WhitherLiberalArtsSymposium-eCampusNewsSpring2015

 

Liberal arts education is unique in its ability to develop independence of thought, to nurture wisdom, and to build both a deep empathy for others and broad context for decision making in uncertain situations.

— Gunnar Counselman

 

8 steps to 7 billion liberal arts degrees — from ecampusnews.com by Gunnar Counselman, the founder/CEO of Fidelis Education, a Learning Relationship Management (LRM) System.

Excerpt (emphasis DSC):

So being on the offensive about the liberal arts means reframing the conversation from a defense for the 40M people who participate in it today. Being on offensive means abandoning all tendency toward Ludditism and instead getting creative about using technology to scale effective learning in the liberal arts and pure sciences to the other 99.6 percent of people on the planet. And being on the offensive means we must stop worrying about jobs. There will be many more jobs educating 99.6 percent of the world’s population than there are educating the .4 percent (the percentage of the world population currently receiving a liberal arts degree), no matter how efficient we become with technology.
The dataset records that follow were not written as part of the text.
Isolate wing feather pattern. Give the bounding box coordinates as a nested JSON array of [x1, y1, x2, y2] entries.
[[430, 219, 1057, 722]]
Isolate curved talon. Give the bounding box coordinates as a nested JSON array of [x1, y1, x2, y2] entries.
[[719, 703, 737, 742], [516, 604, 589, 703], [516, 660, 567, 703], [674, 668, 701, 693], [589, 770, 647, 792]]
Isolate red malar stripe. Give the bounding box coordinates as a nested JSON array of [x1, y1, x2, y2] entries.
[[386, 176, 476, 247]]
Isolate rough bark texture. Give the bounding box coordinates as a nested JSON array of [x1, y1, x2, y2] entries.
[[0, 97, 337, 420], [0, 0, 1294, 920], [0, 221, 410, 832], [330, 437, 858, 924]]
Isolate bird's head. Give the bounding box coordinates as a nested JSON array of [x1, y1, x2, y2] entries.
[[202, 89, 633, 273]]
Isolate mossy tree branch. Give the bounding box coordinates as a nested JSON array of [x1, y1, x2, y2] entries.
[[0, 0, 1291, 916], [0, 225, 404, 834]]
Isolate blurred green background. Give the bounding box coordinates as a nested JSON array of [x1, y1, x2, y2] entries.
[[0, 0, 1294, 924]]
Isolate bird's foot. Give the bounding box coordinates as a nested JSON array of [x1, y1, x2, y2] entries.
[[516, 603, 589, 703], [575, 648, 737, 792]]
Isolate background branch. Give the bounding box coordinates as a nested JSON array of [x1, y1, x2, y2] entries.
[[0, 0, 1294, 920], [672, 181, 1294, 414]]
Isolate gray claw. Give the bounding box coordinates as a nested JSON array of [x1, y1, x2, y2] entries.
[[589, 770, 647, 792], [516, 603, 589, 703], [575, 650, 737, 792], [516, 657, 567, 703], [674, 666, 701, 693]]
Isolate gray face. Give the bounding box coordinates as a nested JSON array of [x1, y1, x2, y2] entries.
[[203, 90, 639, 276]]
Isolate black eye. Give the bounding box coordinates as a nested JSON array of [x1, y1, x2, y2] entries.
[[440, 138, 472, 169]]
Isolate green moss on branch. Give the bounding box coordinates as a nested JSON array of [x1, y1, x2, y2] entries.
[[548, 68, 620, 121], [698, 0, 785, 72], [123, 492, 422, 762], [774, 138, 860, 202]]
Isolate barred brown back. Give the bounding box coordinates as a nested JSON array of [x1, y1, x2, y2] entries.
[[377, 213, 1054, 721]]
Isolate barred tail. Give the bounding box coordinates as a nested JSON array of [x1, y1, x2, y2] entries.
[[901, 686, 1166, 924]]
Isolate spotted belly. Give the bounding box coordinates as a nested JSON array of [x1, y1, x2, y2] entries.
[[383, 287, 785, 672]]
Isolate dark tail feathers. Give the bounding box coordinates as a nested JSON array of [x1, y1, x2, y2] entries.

Let’s observe the ingredients of liberal education as they are today at places like Middlebury, Smith, Sarah Lawrence, and Union, honors programs at state universities, then imagine what it would look like scaled to 7 billion people.

This analysis makes it clear that liberal education is a relationship-generation machine built around personalized content. So our technology has to be a relationship-management machine, purpose-built to make sure that every single person in a learning community has peers, mentors, and advisors to collaborate to build strong learning pathways of content.

 

From DSC:
Though Gunnar likely has his LMS-influenced lenses on while sharing his thoughts here (as I often have my tech-tinted lenses/perspectives on as well), he still makes some valid points.  Those who support the liberal arts need “to stop hunkering down in a defensive posture. It’s time to go on the offensive…” he asserts.  I would second his thought that we need to creatively employ technology to help the liberal arts thrive in the 21st century.

In fact, I’m beginning to wonder more and more if online/digitally-based learning will turn out to be the very thing that saves the liberal arts as we make our way through the 21st century.  Getting a liberal arts degree at $5K a year is one thing.  Getting it at a price tag of $25K-$50+K per year is another thing.  When prices rise like that, expectations change.  The expectations of a solid ROI come to mind much more as the prices increase (and I would even use the word requirements for many of us now, not just expectations). 

If we want the liberal arts to continue to exist outside the top 5% of the income earners out there, we must find ways to bring the prices down again. The best way I know to do that is to go online — at least in part.  Setting up a new server or asking one’s vendor(s) to allocate more storage, bandwidth, applications, user accounts, etc. is far cheaper than maintaining physical campuses or developing new buildings on campuses across the land.  And you can still have excellent relationships, interactions, and communications via online/digitally-based means.